U.S. Rep. Tim Murphy, R-Upper St. Clair, chairman of the Congressional Steel Caucus, said China already had unfair advantages because of steel dumping, currency manipulation, low wages paid its workers and a lack of environmental standards.

In February, a week before its preliminary ruling about South Korea, the Commerce Department said it would maintain anti-dumping duties on oil and natural gas pipe products from China.

“Our nation's security is threatened if our economy is threatened,” Longhi said outside a center where much of his company's research is conducted.

A few miles down the road is U.S. Steel's McKeesport Tubular Operations, a remnant of the old National Tube Works located in what long was the home of spinoff Camp-Hill Corp.

On May 1, 2011, U.S. Steel's Tubular Products division assumed operation of the facility.

“McKeesport Tubular has begun to turn the corner,” said Mark Fronczek, president of United Steelworkers Local 5852 representing rank-and-file there. “McKeesport Tubular is once again producing world class pipe.”

Fronczek said that came after a contract dispute, employee layoffs and a change in upper management, as well as “multiple upgrades” to the old Camp-Hill facility.

Murphy recalled how U.S. troops shed blood more than 60 years ago to halt a Communist invasion of South Korea.

“Remember what we did for you and stop trying to take our jobs from us,” the Congressional Steel Caucus chairman said.

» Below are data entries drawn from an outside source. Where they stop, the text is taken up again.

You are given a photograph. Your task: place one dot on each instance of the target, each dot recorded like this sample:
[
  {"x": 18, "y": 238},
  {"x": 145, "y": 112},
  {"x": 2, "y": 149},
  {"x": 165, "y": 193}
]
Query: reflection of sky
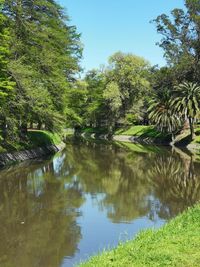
[{"x": 98, "y": 232}]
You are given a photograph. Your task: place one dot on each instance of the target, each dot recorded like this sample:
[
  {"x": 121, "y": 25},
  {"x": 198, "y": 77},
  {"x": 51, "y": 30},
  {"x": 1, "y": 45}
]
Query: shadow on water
[{"x": 41, "y": 201}]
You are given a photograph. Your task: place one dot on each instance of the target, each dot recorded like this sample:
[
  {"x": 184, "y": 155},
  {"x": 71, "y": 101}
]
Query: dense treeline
[
  {"x": 39, "y": 63},
  {"x": 130, "y": 91},
  {"x": 39, "y": 58}
]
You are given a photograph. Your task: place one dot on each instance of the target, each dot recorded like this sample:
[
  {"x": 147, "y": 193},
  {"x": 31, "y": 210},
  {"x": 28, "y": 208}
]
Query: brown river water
[{"x": 58, "y": 211}]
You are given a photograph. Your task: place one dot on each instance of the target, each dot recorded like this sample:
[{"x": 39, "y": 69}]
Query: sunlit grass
[{"x": 175, "y": 244}]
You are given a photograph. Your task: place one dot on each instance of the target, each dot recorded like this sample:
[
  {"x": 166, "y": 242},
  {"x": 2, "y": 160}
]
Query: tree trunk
[{"x": 192, "y": 135}]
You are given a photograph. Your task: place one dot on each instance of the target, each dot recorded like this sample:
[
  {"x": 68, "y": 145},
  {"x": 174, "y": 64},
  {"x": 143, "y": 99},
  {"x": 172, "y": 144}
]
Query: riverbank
[
  {"x": 37, "y": 144},
  {"x": 147, "y": 135},
  {"x": 175, "y": 244}
]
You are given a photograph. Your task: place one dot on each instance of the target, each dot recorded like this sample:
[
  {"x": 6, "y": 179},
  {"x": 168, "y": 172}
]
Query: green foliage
[
  {"x": 172, "y": 245},
  {"x": 114, "y": 90},
  {"x": 39, "y": 58},
  {"x": 161, "y": 114},
  {"x": 186, "y": 102}
]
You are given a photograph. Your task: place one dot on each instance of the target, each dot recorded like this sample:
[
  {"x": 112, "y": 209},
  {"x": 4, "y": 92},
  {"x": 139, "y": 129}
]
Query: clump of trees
[
  {"x": 129, "y": 90},
  {"x": 39, "y": 58},
  {"x": 39, "y": 62},
  {"x": 113, "y": 94}
]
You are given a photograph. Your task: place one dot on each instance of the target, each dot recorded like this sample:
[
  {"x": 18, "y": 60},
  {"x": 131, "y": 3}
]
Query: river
[{"x": 55, "y": 212}]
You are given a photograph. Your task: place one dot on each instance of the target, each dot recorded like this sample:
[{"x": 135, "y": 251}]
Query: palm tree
[
  {"x": 186, "y": 102},
  {"x": 160, "y": 113}
]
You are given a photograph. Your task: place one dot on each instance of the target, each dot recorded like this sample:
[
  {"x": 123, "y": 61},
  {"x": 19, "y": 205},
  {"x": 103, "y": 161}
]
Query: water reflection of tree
[
  {"x": 176, "y": 183},
  {"x": 133, "y": 184},
  {"x": 117, "y": 175},
  {"x": 37, "y": 216}
]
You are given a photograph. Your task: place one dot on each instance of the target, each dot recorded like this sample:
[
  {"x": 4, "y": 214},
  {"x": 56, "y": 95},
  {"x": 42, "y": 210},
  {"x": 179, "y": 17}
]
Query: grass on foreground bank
[
  {"x": 34, "y": 138},
  {"x": 175, "y": 244}
]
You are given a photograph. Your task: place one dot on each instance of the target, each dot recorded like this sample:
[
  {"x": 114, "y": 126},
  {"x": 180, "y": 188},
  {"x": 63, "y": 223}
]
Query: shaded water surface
[{"x": 56, "y": 212}]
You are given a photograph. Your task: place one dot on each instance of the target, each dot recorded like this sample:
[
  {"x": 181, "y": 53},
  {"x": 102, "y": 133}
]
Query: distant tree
[
  {"x": 186, "y": 102},
  {"x": 162, "y": 115},
  {"x": 130, "y": 74}
]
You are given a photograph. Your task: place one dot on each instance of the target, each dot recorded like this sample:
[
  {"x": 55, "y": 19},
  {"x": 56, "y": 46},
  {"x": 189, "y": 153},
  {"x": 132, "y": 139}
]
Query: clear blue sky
[{"x": 108, "y": 26}]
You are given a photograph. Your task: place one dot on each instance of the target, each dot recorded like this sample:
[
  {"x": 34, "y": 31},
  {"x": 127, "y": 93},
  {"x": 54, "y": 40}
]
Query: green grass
[
  {"x": 177, "y": 244},
  {"x": 143, "y": 132}
]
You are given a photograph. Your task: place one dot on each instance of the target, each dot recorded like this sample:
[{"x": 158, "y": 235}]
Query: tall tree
[
  {"x": 180, "y": 39},
  {"x": 186, "y": 101},
  {"x": 44, "y": 57}
]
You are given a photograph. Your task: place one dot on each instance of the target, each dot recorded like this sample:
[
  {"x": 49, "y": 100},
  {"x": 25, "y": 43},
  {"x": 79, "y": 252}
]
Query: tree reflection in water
[
  {"x": 40, "y": 202},
  {"x": 37, "y": 216}
]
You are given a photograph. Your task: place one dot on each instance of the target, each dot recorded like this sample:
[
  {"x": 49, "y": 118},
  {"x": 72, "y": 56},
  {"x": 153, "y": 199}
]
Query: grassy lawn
[
  {"x": 144, "y": 132},
  {"x": 175, "y": 244}
]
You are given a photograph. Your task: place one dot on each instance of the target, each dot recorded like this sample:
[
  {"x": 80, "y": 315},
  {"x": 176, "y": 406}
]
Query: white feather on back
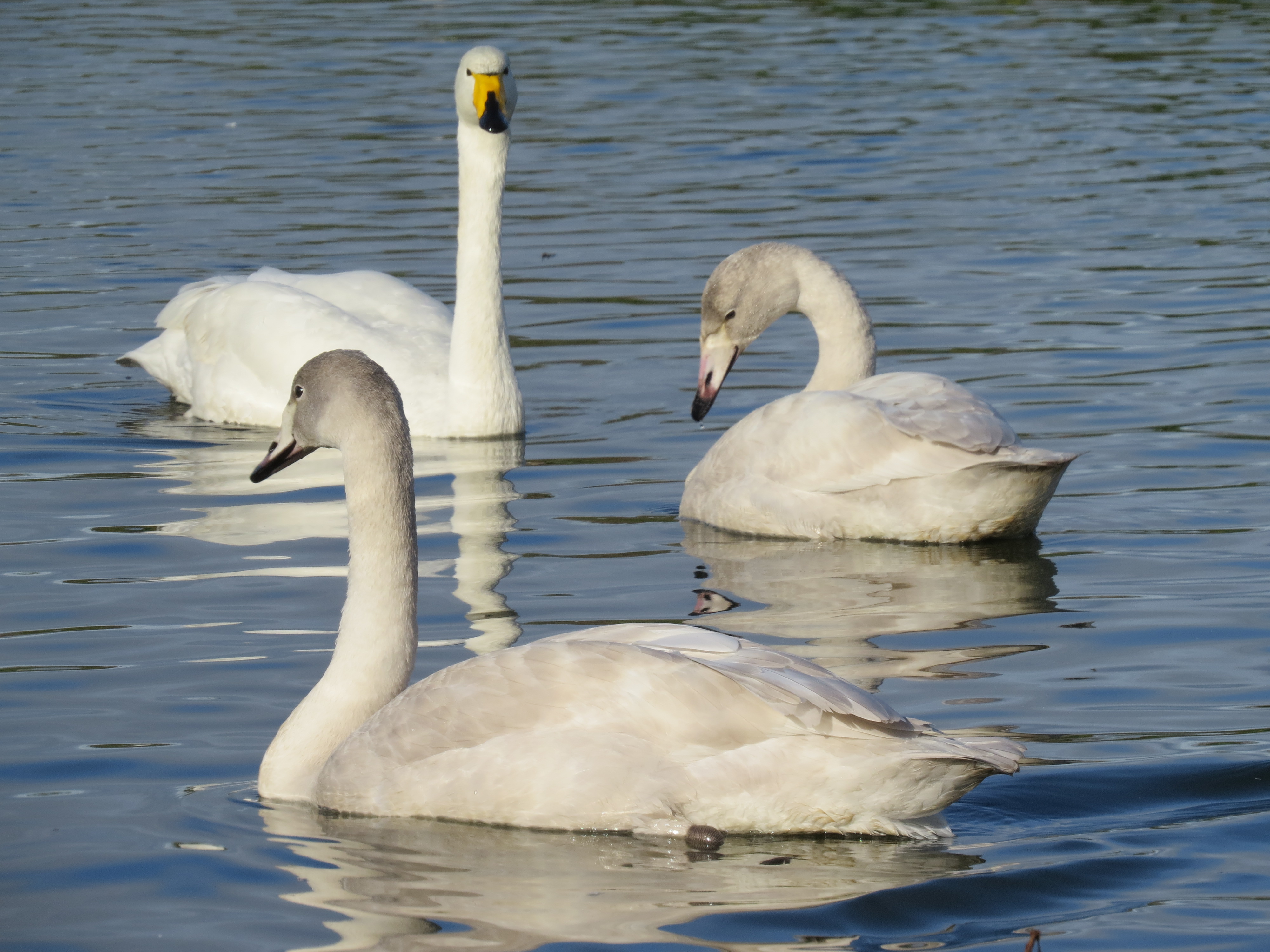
[{"x": 233, "y": 346}]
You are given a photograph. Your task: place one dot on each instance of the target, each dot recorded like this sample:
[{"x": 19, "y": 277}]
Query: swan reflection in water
[
  {"x": 479, "y": 519},
  {"x": 403, "y": 882},
  {"x": 838, "y": 595}
]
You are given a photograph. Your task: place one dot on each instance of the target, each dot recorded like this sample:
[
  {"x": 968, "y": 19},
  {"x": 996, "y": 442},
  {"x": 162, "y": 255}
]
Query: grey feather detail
[
  {"x": 792, "y": 685},
  {"x": 938, "y": 409}
]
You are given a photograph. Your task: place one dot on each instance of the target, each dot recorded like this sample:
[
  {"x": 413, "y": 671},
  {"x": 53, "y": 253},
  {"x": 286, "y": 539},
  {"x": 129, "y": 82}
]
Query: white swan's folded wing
[
  {"x": 938, "y": 409},
  {"x": 373, "y": 298},
  {"x": 232, "y": 348}
]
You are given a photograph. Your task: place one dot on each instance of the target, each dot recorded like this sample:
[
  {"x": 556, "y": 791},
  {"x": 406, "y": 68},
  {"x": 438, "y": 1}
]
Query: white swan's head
[
  {"x": 486, "y": 89},
  {"x": 337, "y": 398},
  {"x": 746, "y": 294}
]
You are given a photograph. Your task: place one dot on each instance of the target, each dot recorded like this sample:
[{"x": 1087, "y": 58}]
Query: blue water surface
[{"x": 1060, "y": 205}]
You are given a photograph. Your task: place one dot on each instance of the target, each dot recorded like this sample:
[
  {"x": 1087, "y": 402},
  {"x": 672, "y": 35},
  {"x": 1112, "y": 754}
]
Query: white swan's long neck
[
  {"x": 848, "y": 350},
  {"x": 378, "y": 638},
  {"x": 485, "y": 398}
]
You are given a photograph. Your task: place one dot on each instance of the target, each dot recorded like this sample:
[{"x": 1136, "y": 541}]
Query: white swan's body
[
  {"x": 232, "y": 346},
  {"x": 647, "y": 728},
  {"x": 899, "y": 456}
]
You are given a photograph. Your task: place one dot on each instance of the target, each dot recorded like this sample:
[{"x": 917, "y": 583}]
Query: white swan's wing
[
  {"x": 373, "y": 298},
  {"x": 231, "y": 348},
  {"x": 938, "y": 409}
]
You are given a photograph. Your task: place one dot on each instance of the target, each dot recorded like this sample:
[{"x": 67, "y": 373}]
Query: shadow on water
[
  {"x": 403, "y": 882},
  {"x": 838, "y": 596},
  {"x": 479, "y": 520}
]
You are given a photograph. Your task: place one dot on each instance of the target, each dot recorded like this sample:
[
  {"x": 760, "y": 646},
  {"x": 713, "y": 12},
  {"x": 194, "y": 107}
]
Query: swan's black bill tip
[
  {"x": 492, "y": 116},
  {"x": 704, "y": 838},
  {"x": 279, "y": 460}
]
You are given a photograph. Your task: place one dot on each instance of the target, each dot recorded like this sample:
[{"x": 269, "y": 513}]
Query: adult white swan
[
  {"x": 897, "y": 456},
  {"x": 661, "y": 729},
  {"x": 232, "y": 346}
]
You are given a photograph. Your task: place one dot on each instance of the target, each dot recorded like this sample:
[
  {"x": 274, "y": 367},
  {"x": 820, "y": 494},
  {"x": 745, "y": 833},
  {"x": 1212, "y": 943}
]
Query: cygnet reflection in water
[
  {"x": 519, "y": 889},
  {"x": 481, "y": 520},
  {"x": 838, "y": 595}
]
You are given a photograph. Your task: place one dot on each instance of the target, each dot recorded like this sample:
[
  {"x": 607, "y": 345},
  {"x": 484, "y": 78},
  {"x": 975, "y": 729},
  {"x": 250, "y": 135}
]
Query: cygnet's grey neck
[
  {"x": 848, "y": 350},
  {"x": 485, "y": 398},
  {"x": 378, "y": 639}
]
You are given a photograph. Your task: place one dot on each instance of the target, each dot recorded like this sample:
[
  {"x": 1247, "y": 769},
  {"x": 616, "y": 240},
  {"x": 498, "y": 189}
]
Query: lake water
[{"x": 1062, "y": 206}]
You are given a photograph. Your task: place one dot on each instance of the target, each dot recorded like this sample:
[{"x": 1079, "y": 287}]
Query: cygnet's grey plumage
[
  {"x": 645, "y": 728},
  {"x": 905, "y": 456}
]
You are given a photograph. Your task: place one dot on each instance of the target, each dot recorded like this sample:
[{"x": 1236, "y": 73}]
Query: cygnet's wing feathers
[
  {"x": 625, "y": 705},
  {"x": 938, "y": 409},
  {"x": 840, "y": 441},
  {"x": 794, "y": 686}
]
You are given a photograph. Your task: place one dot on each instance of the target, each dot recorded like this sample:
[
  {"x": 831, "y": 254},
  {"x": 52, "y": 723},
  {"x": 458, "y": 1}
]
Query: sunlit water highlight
[{"x": 1061, "y": 206}]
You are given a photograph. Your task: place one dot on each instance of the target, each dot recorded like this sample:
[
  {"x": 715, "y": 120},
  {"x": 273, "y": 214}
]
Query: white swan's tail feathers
[
  {"x": 167, "y": 357},
  {"x": 177, "y": 312},
  {"x": 1034, "y": 456},
  {"x": 1001, "y": 755}
]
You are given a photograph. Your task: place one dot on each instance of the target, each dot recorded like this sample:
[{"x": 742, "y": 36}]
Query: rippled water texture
[{"x": 1062, "y": 206}]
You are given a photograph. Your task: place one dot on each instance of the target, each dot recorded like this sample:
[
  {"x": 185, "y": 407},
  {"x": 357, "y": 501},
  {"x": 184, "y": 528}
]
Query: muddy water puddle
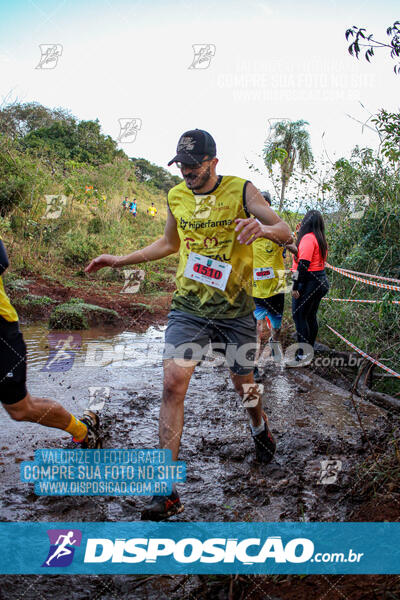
[{"x": 313, "y": 421}]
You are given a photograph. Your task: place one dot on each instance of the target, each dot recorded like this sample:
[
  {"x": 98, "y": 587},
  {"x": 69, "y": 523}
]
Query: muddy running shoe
[
  {"x": 265, "y": 444},
  {"x": 300, "y": 360},
  {"x": 257, "y": 375},
  {"x": 92, "y": 439},
  {"x": 162, "y": 507}
]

Murphy said the caucus is circulating a letter urging the Commerce Department to reverse its February decision and expected dozens of House lawmakers to sign it.

The rally was a show of bipartisan cooperation, with Democratic and Republican officials in the audience, including all five Mon-Yough area state senators and many regional state House members.

“They agree on one thing,” Allegheny County Executive Rich Fitzgerald said. “We need fair trade deals that will benefit this country.”

The Alliance is an association of U.S. Steel and other steel producers, as well as the United Steelworkers. Two speakers illustrated how things have changed in labor-management relations.

“Look across the street,” Munhall Mayor Raymond Bodnar said, pointing at the Pump House. “This is where we took on the Pinkertons (during the 1892 Homestead steel strike). Let's go, steelworkers, and kick (butt).”

“We have our differences,” Pennsylvania AFL-CIO president Rick Bloomingdale said. “But when we stand together, no one can beat us.”